Während die Zunahme des Verkehrsanteils locker erreicht wurde, ist das Land von der geforderten finanziellen Ausstattung weit entfernt. Für 2012 sind 5,5 Millionen Euro eingeplant: für die Anlage neuer und die Sanierung bestehender Radverkehrsanlagen. Selbst diese Summe stand bei den Haushaltsberatungen auf der Kippe: „Der CDU-SPD-Senat wollte die Mittel für die Sanierung von zwei Millionen auf eine kürzen“, erinnert der verkehrspolitische Sprecher der Linksfraktion, Harald Wolf. Daran habe die Koalition aber nach Widerstand im Parlament nicht festgehalten – weil, so Wolf, „eine Kürzung bei Radwegen nicht gut ankommt. Zumal wenn man noch Abermillionen für eine überflüssige Autobahn ausgeben will“. Wolf spielt auf die Verlängerung der A 100 an.

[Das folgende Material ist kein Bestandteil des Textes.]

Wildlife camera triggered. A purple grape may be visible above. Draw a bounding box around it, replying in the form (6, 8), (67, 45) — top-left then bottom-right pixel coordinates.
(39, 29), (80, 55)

Trotzdem: 5,5 Millionen, das macht pro BerlinerIn knapp 1,60 Euro. Für die Steigerung auf 5 Euro müssten schon 17,5 Millionen Euro jährlich investiert werden. „Diese Zielmarge stellt der Senat mit seiner Politik klar infrage“, beklagt Stefan Gelbhaar, Verkehrsexperte der Grünen-Fraktion. Er fordert eine „andere Denke in der Verkehrsplanung: Der Fokus muss weg von der autozentrierten Verkehrspolitik.“ Dazu müsse man deutlich mehr Geld in die Hand nehmen. Und Wolf meint: Um dem größeren Anteil des Fahrradverkehrs gerecht zu werden, „müssen auch die Mittel überdurchschnittlich zum Landeshaushalt steigen“.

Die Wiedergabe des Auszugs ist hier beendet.